A shell to facilitate loading / running CIBERSORT software in structured environments

Primary LanguagePythonApache License 2.0Apache-2.0


A python wrapper and module to facilitate loading / calling CIBERSORT software in structured environments.

With this software you can:

  1. Have options for gencode name harmonazation.
  2. Run CIBERSORT through a python module with pandas dataframes in and out.
  3. Run CIBERSORT through the command-line with simplified IO
  4. Load or build a conda environment sufficent for meeting CIBERSORT requirements.
  5. Build a docker to capable of executing CIBERSORT through this python-wrapper or the original command-line interface.

I am not an author of CIBERSORT nor am I affiliated with thier group.

Find the official CIBERSORT package here:


CIBERSORT is NOT freely available for download or distribution, and at the time of creation of this wrapper, the package license does not permit redistribution. You will need to request the code from the CIBERSORT administrators to use this wrapper and adhere to all of thier license restrictions. The Apache 2.0 license here only refers to the CIBERSORT-wrapper code only.

And if you find this useful, please cite the CIBERSORT authors' publication:

Newman AM, Liu CL, Green MR, Gentles AJ, Feng W, Xu Y, Hoang CD, Diehn M, Alizadeh AA. Robust enumeration of cell subsets from tissue expression profiles. Nat Methods. 2015 May;12(5):453-7. doi: 10.1038/nmeth.3337. Epub 2015 Mar 30. PubMed PMID: 25822800; PubMed Central PMCID: PMC4739640.


1. Acquire a licensed distribution of the CIBERSORT source from the CIBERSORT website.
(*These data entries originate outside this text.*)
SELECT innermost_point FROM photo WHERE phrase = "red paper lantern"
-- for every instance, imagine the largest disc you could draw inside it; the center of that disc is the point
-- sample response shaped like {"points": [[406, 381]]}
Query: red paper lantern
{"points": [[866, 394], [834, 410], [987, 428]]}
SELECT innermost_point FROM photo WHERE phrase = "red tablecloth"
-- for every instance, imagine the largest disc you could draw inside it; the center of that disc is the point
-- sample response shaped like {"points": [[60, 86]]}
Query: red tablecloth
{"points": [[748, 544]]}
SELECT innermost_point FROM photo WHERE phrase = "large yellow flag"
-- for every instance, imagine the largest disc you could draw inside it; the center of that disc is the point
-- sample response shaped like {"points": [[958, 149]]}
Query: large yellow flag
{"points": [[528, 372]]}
https://cibersort.stanford.edu/index.php This involves a request, a waiting period, email confirmation, and limited time download. Also be read the license agreement carefully since it contains a lot of clauses that would be hard to find in any academic project. The most relevant one to this guide is no distribution. This wrapper does not include CIBERSORT software nor does it grant any license to distribute CIBERSORT software loaded into a docker.

If the file you get access to is the file with v1.06 in its jar file, it will be a zip file such as


2. Clone this repository and enter into its directory.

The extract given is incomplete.